Nascido em Blumenau, em 1951, Godofredo de Oliveira Neto precisou se exilar na França no começo dos anos 1970, embora não tivesse uma atividade política, e lá se formou em Letras e Altos Estudos Internacionais pela Sorbonne. Membro das academias Carioca e Catarinense de Letras, presidiu a Comissão de Língua Portuguesa do Ministério da Educação e o Conselho Científico do Instituto Internacional de Língua Portuguesa da CPLP, entidades responsáveis pela implementação do novo acordo ortográfico nos países lusófonos. Entre 2002 e 2005, dirigiu o departamento de Ensino Superior do MEC.

Seu livro O Bruxo do Contestado (1996) foi indicado como revelação do ano pela Folha de São Paulo e revista Veja, e Amores Exilados (2011) foi aclamado pela crítica como um dos melhores romances sobre os exilados políticos pela ditadura militar. Oleg e os Clones (1999), Marcelino (2008), A Ficcionista (2013) e o mais recente, Grito (2016), também foram bastante destacados pela crítica especializada. Mas foi justamente o livro em parte escrito em São Francisco do Sul, Menino Oculto (2005), que mais lhe trouxe notoriedade. São duas edições no Brasil e uma quarta saindo em setembro na França, onde foi traduzido.

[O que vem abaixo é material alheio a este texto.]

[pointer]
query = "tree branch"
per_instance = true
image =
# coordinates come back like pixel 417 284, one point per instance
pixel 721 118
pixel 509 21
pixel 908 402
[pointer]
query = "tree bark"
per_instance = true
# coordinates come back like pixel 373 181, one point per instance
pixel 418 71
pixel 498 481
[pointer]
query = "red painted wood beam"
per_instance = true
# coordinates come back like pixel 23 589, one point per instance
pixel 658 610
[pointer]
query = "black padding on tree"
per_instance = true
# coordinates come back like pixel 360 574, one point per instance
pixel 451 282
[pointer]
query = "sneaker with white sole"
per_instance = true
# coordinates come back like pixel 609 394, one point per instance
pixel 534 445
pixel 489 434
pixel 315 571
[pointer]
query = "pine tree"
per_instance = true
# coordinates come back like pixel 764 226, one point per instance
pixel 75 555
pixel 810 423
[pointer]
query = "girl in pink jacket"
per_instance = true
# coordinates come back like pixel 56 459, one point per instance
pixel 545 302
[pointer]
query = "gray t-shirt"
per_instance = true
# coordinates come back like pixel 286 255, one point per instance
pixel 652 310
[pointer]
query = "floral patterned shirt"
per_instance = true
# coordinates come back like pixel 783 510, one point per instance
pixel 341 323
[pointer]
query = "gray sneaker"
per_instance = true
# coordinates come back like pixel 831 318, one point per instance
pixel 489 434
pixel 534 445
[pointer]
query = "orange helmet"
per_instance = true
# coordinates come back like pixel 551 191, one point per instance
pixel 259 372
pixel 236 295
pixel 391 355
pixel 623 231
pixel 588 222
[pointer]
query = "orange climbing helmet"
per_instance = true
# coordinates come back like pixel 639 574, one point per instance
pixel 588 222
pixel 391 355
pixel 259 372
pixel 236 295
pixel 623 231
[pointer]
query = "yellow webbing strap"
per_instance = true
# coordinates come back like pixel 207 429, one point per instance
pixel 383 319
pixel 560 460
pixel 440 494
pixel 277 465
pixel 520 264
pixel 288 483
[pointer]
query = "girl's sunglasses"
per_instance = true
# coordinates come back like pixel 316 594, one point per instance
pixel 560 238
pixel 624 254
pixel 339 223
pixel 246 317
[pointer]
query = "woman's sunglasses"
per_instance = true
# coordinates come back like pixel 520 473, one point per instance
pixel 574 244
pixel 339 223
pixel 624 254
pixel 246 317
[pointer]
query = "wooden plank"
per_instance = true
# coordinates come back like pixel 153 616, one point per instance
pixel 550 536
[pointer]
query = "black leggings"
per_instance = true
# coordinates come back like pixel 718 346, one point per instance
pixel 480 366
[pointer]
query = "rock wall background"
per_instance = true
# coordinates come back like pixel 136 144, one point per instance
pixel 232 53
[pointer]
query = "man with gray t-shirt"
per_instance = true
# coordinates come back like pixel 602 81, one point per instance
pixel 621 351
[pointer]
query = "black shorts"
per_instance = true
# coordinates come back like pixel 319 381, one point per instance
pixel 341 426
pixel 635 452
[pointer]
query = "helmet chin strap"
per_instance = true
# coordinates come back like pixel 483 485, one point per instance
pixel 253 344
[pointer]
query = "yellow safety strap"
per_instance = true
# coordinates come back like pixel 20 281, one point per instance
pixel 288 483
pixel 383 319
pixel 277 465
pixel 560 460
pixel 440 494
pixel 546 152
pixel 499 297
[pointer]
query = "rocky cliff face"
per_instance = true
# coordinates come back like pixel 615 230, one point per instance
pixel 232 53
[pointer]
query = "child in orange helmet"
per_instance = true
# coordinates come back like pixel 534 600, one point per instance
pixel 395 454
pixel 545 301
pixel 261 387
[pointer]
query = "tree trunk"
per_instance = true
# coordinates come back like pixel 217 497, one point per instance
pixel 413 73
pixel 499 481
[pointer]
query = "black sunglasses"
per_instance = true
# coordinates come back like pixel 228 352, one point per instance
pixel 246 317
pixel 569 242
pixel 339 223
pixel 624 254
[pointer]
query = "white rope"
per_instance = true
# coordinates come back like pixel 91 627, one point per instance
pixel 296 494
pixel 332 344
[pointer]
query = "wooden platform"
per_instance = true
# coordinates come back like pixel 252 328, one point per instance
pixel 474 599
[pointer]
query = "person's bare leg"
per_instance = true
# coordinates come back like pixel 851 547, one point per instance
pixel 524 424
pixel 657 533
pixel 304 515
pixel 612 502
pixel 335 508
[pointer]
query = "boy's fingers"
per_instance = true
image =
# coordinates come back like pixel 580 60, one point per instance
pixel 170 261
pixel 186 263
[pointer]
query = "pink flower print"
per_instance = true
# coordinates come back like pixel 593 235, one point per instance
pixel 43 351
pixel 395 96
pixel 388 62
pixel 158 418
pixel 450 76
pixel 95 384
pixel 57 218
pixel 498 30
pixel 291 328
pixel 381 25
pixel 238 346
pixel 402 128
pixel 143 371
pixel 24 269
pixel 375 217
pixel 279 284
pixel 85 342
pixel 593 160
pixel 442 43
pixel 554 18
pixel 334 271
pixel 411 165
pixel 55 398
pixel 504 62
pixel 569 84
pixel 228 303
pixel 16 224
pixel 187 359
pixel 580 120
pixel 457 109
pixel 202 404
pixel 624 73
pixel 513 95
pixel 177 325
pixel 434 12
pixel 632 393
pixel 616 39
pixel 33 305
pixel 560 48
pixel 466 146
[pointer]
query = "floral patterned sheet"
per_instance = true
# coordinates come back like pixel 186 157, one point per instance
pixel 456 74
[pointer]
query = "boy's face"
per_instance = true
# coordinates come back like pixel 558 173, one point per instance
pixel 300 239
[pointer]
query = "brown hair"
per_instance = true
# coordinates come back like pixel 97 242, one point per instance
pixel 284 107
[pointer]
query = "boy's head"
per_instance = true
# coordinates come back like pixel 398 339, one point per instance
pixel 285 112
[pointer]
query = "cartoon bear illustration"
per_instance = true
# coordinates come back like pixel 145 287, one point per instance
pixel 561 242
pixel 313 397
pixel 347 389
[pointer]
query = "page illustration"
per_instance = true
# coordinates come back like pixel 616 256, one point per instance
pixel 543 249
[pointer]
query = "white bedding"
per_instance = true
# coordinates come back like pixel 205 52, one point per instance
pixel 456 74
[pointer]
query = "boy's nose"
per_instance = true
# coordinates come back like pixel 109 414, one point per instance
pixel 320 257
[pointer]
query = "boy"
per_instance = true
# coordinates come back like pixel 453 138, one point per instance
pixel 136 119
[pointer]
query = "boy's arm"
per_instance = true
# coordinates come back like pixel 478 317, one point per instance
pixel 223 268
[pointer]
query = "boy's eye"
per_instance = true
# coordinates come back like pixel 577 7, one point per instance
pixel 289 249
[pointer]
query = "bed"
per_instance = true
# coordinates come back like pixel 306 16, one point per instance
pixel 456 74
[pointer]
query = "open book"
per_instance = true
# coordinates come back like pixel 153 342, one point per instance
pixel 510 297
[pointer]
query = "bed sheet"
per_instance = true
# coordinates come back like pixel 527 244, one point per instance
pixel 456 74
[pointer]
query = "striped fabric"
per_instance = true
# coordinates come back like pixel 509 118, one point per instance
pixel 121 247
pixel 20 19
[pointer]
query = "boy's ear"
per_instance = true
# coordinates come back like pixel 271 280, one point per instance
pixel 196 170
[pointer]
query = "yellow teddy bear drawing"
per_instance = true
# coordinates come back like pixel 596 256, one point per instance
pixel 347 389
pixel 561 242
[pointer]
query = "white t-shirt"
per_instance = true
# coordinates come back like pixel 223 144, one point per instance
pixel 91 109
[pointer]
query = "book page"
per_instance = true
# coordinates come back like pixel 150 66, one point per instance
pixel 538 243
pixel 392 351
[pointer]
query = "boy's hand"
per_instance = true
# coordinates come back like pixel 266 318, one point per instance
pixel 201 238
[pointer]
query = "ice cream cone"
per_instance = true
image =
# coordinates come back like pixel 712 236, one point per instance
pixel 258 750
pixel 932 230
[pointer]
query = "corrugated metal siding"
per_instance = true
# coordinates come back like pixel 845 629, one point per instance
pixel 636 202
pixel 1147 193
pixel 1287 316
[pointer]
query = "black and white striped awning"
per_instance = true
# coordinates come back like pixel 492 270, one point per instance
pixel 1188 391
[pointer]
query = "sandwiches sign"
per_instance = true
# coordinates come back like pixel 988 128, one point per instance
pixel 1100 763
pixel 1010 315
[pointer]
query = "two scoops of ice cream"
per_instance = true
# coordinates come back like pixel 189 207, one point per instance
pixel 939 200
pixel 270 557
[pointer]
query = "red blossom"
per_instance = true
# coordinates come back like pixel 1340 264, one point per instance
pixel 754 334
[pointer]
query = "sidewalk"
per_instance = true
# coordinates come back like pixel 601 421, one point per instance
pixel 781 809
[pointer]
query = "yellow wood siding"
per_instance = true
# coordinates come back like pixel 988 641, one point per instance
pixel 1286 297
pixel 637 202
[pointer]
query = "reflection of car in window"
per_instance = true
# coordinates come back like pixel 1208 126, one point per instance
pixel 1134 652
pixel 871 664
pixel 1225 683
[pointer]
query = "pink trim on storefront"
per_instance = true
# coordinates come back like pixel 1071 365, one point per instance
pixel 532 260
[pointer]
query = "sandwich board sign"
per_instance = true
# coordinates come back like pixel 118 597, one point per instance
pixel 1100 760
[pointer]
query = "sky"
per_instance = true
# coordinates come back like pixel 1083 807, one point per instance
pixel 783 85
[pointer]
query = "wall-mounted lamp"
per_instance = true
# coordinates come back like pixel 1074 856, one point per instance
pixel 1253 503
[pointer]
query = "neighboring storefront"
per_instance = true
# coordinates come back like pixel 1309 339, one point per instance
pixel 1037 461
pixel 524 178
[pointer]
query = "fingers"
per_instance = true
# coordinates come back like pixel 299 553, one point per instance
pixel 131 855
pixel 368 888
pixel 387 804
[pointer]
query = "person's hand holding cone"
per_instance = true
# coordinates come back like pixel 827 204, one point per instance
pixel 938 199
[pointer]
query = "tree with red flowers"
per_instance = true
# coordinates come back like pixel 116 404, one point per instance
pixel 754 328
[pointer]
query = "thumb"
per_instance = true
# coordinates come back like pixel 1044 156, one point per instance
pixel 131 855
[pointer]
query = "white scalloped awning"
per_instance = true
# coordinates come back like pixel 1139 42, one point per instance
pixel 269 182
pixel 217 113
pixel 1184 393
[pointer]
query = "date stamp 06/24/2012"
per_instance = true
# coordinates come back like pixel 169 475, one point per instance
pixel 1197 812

Premiado com o segundo lugar no Jabuti de 2006, a mais importante premiação da Literatura Brasileira, Menino Oculto é um livro que se desdobra, barrocamente, em várias narrativas: a policial, a histórica, a folclórica e psicológica, falando de arte, de música, de cultura pop, de violência, de loucura. Na obra aparecem vários mitos da Baía da Babitonga, relatos que, segundo Godofredo, se amalgamam com outros do folclore brasileiro, como o do gavião dos infernos, o sete-cuias, a rainha das águas, o rasga-mortalha, bruxas e lobisomens.

Entre os personagens que atravessam a alucinada história do falsificador de quadros Aimoré Seixas, que a todo instante reproduz a pintura Menino Morto (1944), de Cândido Portinari, e vai em busca da mulher sua vida, Ana Perena, estão o cego Baltazar, curandeiro que vive num rochedo na Vila da Glória, o também pintor falsário Aristides, os barqueiros gêmeos da Babitonga, Alceste e Querência, representações do céu e do inferno, e, como não podia deixar de ser, Içá-Mirim e Goneville.

O autor doou exemplares do livro para a Biblioteca Pública Municipal Augusto José Ribeiro e para a biblioteca da Escola Santa Catarina. A conversa com o autor ontem (30) à noite, no Cine Teatro X de Novembro, foi intermediado pela professora e historiadora Andréa de Oliveira. Antes do bate papo com o escritor, foi realizada uma apresentação do grupo de dança Maritmos.